Swirling ocean currents carry the nutrients that fuel mysterious blooms of microscopic plants that have been found in otherwise barren regions in the middle of Earth's oceans, scientists found.
For years, scientists were puzzled by the vast blooms of phytoplankton that erupted in the middle of the Sargasso Sea, for instance, a mid-ocean region that is warmer, saltier, bluer and clearer than most other parts of the North Atlantic. Because of these conditions, it was thought that the region was the desert of the ocean, with few signs of life.
But observations showed that oxygen and other elements were being consumed at a higher rate than theories and models could account for, leading scientist to think there must be some nutrient source fueling the blooms.

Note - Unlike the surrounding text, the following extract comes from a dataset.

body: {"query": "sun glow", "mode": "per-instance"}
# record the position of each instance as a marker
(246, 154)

“Past research has shown that the open ocean is far more productive than we could explain based on what we knew about nutrients in the surface water,” said oceanographer Dennis McGillicuddy of the Woods Hole Oceanographic Institution in Massachusetts. “Scientists have been trying to figure out where the nutrients come from to make these oases in the oceanic desert.”
In a new study detailed in the May 18 issue of the journal Science, researchers have shown that eddies, episodic swirling current systems, pump nutrients up from the ocean’s depths to feed the phytoplankton.
“Eddies are the internal weather of the sea, the oceanic equivalent of storms in the atmosphere” said McGillicuddy, also the study’s leader.
The eddies pull up nutrient-rich water from deep in the ocean, fertilizing the “euphotic” zone, or the layer of the ocean where sunlight penetrates. With these two essential ingredients of photosynthesis, phytoplankton numbers rise; in turn, they attract zooplankton and other animals higher up the food chain.